This is the second installment of a three-part essay.
In 1859, at the age of twenty, Wilma became the first violinist in a group known as the Neruda Quartet, comprised of various Neruda children. While touring together, Wilma and her sister Maria met a wide variety of famous Europeans, including Hans Christian Andersen in Denmark in 1862. Sometime during her travels, Wilma met a Swede named Frederick Wilhlem Ludwig Norman. He was a conductor and composer, remembered today as one of the great Swedish symphonists of the late nineteenth century. He had known Robert Schumann during his student days in Leipzig and was now a teacher at the Royal Music Academy in Stockholm. Wilma and Ludwig fell in love and married in 1864. Their first child, Ludwig, was born in November 1864, and their second, Felix, was born in May of 1866.
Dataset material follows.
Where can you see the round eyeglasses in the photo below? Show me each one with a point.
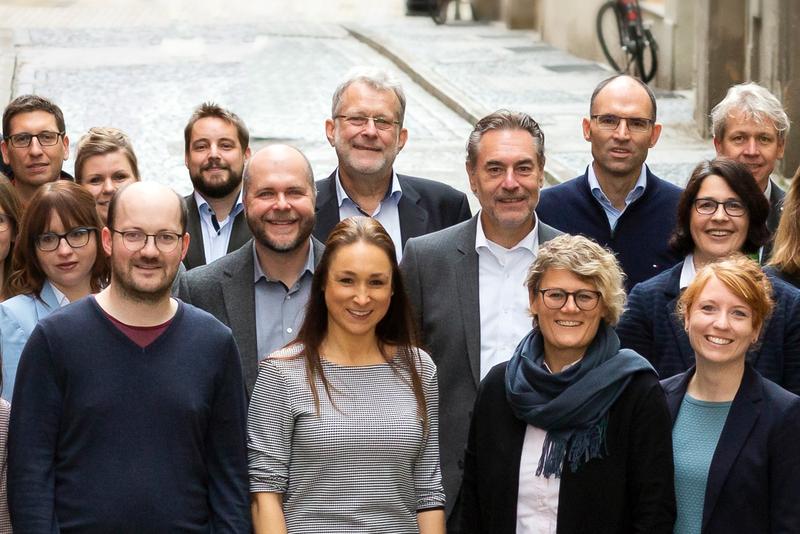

Marriage and pregnancy almost always spelled an end to female musicians’ careers in the Victorian era. Wilma’s contemporary, the violinist Camilla Urso, counseled all serious female musicians to never get married because she felt they wouldn’t be able to balance their personal and professional lives. In an age before birth control, when it was common for women to bear over ten children, this was a legitimate concern. However, Clara Schumann, the remarkable concert pianist who had raised eight children while successfully concertizing throughout Europe, had proved to the world that marriage and a career were not necessarily incompatible. Wilma was intimately familiar with her example, as her pianist sister had studied with Clara. Not many women were willing to follow Clara’s lead, but Wilma was one of the few who did. Even after she had her two boys, she kept on playing and touring. The only difference was that now, instead of appearing as the diminutive “Wilma Neruda” she was the commanding “Madame Norman-Neruda.” Interestingly her sons also took her hyphenated name, so that they were known as Felix and Ludwig Norman-Neruda. Whether that was because of a quarrel with their father, to bask in their mother’s professional success, or for another reason altogether, is unknown.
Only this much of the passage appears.